Down $538 Billion, Asian Stocks Still Not a Buy for Bocom
(Bloomberg) -- More than $538 billion of Asian stock values have vanished as the region experienced its biggest two-day wipe-out since February. The result? Its shares are now trading at a record-low valuation relative to the S&P 500 Index.
With a multiple of 13.3 times earnings, the MSCI Asia Pacific Index is 35 percent cheaper than the U.S. equity gauge, data compiled by Bloomberg show. On a price-to-book basis, the Asian benchmark is the cheapest since January 2002 relative to the S&P 500.

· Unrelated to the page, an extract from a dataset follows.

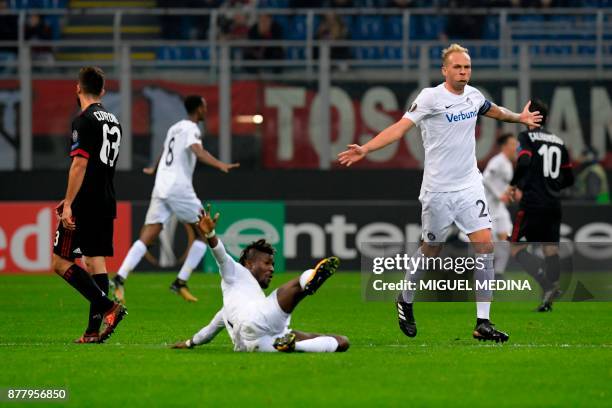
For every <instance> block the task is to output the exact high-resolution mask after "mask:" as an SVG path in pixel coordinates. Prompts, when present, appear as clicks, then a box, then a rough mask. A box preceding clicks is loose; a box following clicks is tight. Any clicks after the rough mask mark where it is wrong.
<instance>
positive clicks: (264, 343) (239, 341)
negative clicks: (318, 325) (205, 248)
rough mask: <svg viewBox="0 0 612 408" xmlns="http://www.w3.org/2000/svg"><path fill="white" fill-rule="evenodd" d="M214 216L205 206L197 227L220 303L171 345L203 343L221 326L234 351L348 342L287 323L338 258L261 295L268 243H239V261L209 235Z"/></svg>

That doesn’t mean it’s time to buy, says Hao Hong, chief strategist at Bocom International Holdings Co. The lira slump has made a psychological indent on investors, and emerging markets will see further outflows, according to Tongli Han, chief investment officer at Deepblue Global Investment Ltd. in Hong Kong.
“It’s risky to long Asian equities simply based on relative valuations,” Hong said. “Despite the valuation gap, if U.S. stocks come down, Asian shares may not be spared. If the euro weakens further on European banks’ exposure to Turkey, a rising dollar will put more pressure on emerging markets.”
The Asian benchmark gauge is heavily weighed toward emerging markets, comprising stocks of countries such as the Philippines, one of this year’s worst equity performers. At the same time, more than a third of the measure is made of Japanese shares, the biggest decliners in 2018 among developed nations.
Those have proved to be hefty burdens: The MSCI Asia Pacific Index’s 6.6 percent slide this year through Monday compares with a 1.1 percent decline for the Stoxx Europe 600 Index and a 5.6 percent gain for the S&P 500.
In the past two days, Japan’s equity market suffered the biggest plunge in market value, with almost $171 billion evaporating. Hong Kong’s followed, losing $111 billion, while South Korea’s was down $60 billion.